Thursday, October 1, 2009

10/1 - Cherish Each Moment

The Holy Spirit spoke these words to me this morning: Cherish each moment. There are some very good applications of this in my life now - our pregnancy, designing the nursery, dramatic changes in our family, employment, etc. I need to pause sometimes and just cherish the blessings I have because these moments don't last forever. With less than 2 months to go before Joshua comes, I'll cherish what I have because soon, there will be a whole new set of moments to cherish. In the case of employment, clearly there's no guarantees. It's easy to get caught up with my fellow employees in complaining about how our health care costs are increasing and job stability isn't what it used to be, but if we miss the fact that we're yet having these conversations at work, we miss the blessing God has for us.
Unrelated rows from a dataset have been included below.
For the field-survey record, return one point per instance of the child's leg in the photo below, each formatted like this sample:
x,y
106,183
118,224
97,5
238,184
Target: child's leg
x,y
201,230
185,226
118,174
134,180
When these words were given to me, it actually had nothing to do with any of that stuff. They came as I prayed for the lost souls in my circle of family & friends. I pray often that God would use me to present the gospel to them in a relevant manner that they may be moved toward a decision for Christ & no longer persist on their present path. However, when I'm with them, I can so easy become susceptible to that deceitful voice that says, "Now isn't a good time," "Everybodys happy now, just wait until later," or "It'd be awkward to bring that up now." So as I prayed the question became, when is the right time? The right time has to be anytime before that person leaves this earth. And since we can't guarantee that we or anyone else will live beyond any given moment, the obvious answer became that the time is now. Cherish each moment because there may not be a next.

Now I'm not saying that every moment of everyday is to be spent evangelizing. That would be ridiculous. The way this applies to me (and this maybe different for you) is that I no longer need to delay having conversations with people about Christ whom I know God has led me to talk to. Once the conversation has been had, maybe a decision is made, maybe it's not. Maybe I'll talk to that person about God again, maybe I wont. The key is that I become obedient to the Spirit of God and no longer sin in my procrastination.

Read Matthew 24:36-51, or even the whole chapter. It could really bless you today.